That’s a neat approach - can you just slice the support STL in any old slicer and it will work? If so, it would be super to know how you generated it. The need to sit everything on the print bed is an annoying limitation, so it’s definitely worth knowing if my assumption that it’s a fundamental limit is not right!
Thanks. As long as you can remove the support later, it’s fine to put the intended printed material anywhere you like.
Any slicer of your choosing should works. I never trust the auto-generated support, especially with part with this much bridging areas so it’s built-in. I intended for my variant to be printed between 0.3-0.35mm nozzle and 0.16-0.2mm layer height.
I made the supports in Solidworks, then edit everything in Netfabb, sliced with Simplify3d (such heretic of me as none of those is open-sourced).
I also like what you’ve done with the acrylic base - we have avoided relying on laser cutting for the core design (because a lot of people have printer but not laser cutter), but a custom plate definitely makes a lot of things better when you come to turn it into something more product-shaped.
Thanks again. All logos are on the bottom as well to give it a more clean look and also easier to be cleaned. The plate can surely be convert to a 3D print part as well.
Laser cutter and DIY bending machine is a powerful combo that often get overlooked, but that’s a topic for another time and place.
I don’t remember if those 6 mounting holes ever made it into the master branch?
Those have always been there, along with a 7th screw hole under the optic mount. I spent 2 days with openscad but cannot convert the tri-circle function back to actual circle so that was done manually. Tri-circle is not easy to thread tap with cheap hand taps.

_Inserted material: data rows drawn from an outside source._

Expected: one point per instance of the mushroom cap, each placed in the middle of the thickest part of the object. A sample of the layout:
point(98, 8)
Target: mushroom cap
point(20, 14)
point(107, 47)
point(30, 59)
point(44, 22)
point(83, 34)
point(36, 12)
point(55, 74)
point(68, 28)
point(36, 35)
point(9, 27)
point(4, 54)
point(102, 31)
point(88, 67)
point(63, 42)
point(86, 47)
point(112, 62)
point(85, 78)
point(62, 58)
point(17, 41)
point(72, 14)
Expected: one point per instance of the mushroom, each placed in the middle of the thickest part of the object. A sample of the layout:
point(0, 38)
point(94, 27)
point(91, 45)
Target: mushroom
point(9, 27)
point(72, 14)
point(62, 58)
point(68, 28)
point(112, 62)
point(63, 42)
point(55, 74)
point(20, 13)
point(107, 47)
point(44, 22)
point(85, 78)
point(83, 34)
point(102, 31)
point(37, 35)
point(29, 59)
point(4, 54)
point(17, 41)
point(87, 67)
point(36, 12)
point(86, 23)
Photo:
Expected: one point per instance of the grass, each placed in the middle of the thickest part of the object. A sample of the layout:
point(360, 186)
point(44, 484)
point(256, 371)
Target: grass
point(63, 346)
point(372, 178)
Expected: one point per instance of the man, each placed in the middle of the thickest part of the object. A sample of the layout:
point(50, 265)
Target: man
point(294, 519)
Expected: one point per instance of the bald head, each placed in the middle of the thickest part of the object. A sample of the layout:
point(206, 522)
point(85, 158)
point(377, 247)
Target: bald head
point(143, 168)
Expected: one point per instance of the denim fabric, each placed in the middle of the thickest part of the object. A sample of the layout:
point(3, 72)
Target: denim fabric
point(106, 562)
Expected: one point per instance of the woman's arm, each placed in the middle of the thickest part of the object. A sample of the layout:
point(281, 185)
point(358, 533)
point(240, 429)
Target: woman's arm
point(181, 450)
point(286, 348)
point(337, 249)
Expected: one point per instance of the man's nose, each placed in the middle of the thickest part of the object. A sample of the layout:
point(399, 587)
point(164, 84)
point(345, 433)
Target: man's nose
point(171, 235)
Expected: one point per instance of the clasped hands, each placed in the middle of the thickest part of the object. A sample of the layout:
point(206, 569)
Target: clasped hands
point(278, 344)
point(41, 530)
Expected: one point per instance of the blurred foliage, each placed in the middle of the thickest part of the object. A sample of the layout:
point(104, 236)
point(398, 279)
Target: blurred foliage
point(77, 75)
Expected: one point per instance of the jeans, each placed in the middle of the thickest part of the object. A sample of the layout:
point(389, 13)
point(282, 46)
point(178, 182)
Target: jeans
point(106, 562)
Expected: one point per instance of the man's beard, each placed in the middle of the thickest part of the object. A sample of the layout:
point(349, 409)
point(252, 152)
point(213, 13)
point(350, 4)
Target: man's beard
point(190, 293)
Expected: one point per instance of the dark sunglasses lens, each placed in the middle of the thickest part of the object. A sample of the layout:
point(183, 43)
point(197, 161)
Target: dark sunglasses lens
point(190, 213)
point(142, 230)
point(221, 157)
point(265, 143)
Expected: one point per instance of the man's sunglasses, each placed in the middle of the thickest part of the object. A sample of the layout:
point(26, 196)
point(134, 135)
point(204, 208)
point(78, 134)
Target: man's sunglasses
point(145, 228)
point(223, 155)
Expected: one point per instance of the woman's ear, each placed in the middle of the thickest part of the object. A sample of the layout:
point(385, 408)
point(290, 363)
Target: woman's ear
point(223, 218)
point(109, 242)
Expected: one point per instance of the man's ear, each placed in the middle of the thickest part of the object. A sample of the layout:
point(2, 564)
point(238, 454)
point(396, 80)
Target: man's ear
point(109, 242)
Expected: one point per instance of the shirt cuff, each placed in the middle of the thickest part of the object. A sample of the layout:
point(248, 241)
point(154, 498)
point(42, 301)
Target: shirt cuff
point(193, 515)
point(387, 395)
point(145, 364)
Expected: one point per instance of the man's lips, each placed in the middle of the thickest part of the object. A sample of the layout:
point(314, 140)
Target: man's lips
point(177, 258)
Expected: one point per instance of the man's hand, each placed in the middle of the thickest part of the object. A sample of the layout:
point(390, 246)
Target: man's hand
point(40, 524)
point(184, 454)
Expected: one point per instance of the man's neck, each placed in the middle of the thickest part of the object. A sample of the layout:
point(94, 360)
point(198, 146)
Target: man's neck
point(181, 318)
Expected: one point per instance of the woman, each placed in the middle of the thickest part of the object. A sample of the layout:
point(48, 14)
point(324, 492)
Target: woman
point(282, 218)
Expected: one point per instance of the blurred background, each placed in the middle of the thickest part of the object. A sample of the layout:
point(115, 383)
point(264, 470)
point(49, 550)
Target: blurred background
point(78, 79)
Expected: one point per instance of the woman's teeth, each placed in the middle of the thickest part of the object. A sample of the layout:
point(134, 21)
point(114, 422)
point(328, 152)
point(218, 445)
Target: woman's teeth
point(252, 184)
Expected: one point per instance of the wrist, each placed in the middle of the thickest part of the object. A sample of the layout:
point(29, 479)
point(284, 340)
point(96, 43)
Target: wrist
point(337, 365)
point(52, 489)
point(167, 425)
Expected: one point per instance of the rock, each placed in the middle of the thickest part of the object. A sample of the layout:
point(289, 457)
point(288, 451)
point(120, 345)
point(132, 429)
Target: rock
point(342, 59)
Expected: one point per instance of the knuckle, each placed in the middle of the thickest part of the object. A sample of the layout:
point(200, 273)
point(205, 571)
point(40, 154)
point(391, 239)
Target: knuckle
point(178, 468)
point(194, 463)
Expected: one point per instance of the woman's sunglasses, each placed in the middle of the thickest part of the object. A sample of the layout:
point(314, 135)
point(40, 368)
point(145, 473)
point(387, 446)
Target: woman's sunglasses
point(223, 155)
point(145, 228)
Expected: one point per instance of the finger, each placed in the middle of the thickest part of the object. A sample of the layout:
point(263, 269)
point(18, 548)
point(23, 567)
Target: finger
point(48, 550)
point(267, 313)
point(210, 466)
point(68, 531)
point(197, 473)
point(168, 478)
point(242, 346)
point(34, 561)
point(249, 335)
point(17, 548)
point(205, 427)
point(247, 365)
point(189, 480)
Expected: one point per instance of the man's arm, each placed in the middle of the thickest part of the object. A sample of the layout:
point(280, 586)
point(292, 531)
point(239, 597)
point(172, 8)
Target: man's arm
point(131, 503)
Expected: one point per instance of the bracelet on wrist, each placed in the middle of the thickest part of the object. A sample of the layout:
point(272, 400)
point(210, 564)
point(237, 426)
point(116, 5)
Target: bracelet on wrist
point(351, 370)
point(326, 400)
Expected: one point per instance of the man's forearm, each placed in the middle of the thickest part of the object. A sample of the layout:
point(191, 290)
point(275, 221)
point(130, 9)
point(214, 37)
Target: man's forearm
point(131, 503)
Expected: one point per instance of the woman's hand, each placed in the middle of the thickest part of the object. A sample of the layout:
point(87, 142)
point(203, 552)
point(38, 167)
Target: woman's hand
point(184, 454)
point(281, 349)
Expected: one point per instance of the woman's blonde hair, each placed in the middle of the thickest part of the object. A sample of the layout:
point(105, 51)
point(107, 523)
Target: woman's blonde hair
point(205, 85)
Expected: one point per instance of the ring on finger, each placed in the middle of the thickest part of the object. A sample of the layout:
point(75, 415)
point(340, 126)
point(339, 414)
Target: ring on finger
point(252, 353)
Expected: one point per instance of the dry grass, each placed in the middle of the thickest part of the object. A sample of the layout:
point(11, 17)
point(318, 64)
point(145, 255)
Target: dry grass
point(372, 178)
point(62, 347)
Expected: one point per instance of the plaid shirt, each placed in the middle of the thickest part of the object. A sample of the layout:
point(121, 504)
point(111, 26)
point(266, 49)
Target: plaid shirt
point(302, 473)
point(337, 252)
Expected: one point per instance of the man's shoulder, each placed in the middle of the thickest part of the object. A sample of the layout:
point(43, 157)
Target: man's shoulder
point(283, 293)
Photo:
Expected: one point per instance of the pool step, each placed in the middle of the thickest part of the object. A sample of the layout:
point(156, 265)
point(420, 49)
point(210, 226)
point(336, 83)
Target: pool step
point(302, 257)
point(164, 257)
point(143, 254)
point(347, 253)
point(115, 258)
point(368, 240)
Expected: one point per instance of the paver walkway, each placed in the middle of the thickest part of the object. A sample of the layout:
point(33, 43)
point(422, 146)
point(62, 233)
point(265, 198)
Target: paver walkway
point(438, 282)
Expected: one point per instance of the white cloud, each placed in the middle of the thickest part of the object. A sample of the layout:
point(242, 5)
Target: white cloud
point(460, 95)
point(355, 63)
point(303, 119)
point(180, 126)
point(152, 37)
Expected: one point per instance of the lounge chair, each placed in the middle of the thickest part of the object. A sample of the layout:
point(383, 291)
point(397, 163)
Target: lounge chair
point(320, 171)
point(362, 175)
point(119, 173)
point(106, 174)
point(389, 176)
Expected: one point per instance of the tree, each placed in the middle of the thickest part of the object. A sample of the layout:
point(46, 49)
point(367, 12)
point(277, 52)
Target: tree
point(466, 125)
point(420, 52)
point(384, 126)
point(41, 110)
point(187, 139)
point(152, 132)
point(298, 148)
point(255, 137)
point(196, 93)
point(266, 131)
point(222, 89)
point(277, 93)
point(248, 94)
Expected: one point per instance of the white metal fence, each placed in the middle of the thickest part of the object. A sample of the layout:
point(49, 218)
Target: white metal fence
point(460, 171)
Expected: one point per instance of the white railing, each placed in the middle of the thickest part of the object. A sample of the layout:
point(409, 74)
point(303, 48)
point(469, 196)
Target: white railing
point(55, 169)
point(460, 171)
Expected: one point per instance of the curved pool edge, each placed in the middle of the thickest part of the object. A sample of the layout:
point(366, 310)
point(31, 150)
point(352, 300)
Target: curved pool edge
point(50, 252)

Samuel has now added mounting lugs that would allow you to screw the delta stage down from the top side of the plate. That might be helpful for maintenance, depending on how easy it will be to access screws on the underside of your plate.
I saw them, the holes outward from o-ring mounts are for the lugs (this build was based on v1.1). They won’t render without -microscope
variable which, in turn, also render the illumination dovetail mount. Right now it’s not that important so I didn’t do it. Without the lips from leg part, the 6 mounting holes on bottom are currently for keeping the top plate align with the base. They are required on a 2 mounting plates design.
The optics currently protrude downward too much hence the need for 2 plates. My current ideas for next integrations are:
- Use reflective optics but to bend the camera 90°. This is prefered as it move all electronics backward, reduce the height by ~20mm. Require extra prism or mirror → Increase cost.
This also require me to spend many more hours with openscad so the progress has been slow.
- Invert the optics to topside. This shift centre of gravity upward so it’s not elegant at all.
Side note: There another topic about new mount design for optics. I think it’s more important to make it the same for illumination → less parts in total, more compatible between different configurations.
- Extend the base downward another 20mm. This require larger o-rings, increase printing time by hours. In general, absolute terrible choice.
- Keep the 2 plates and use some simple extrude part instead of the standoffs.
Independent from those I’m also looking into:
- Use springs for less ‘sticky’ motion from the o-rings.
- Maybe just keep the flexure and use some miniature linear motion systems for smoother motion and position feedback.
- Maybe sale a package to convert cheap manual microscopes to OFM system. Many vet clinics in Asia have those already. They already have imaging optics so maybe a simple adaptor for Pi camera is enough?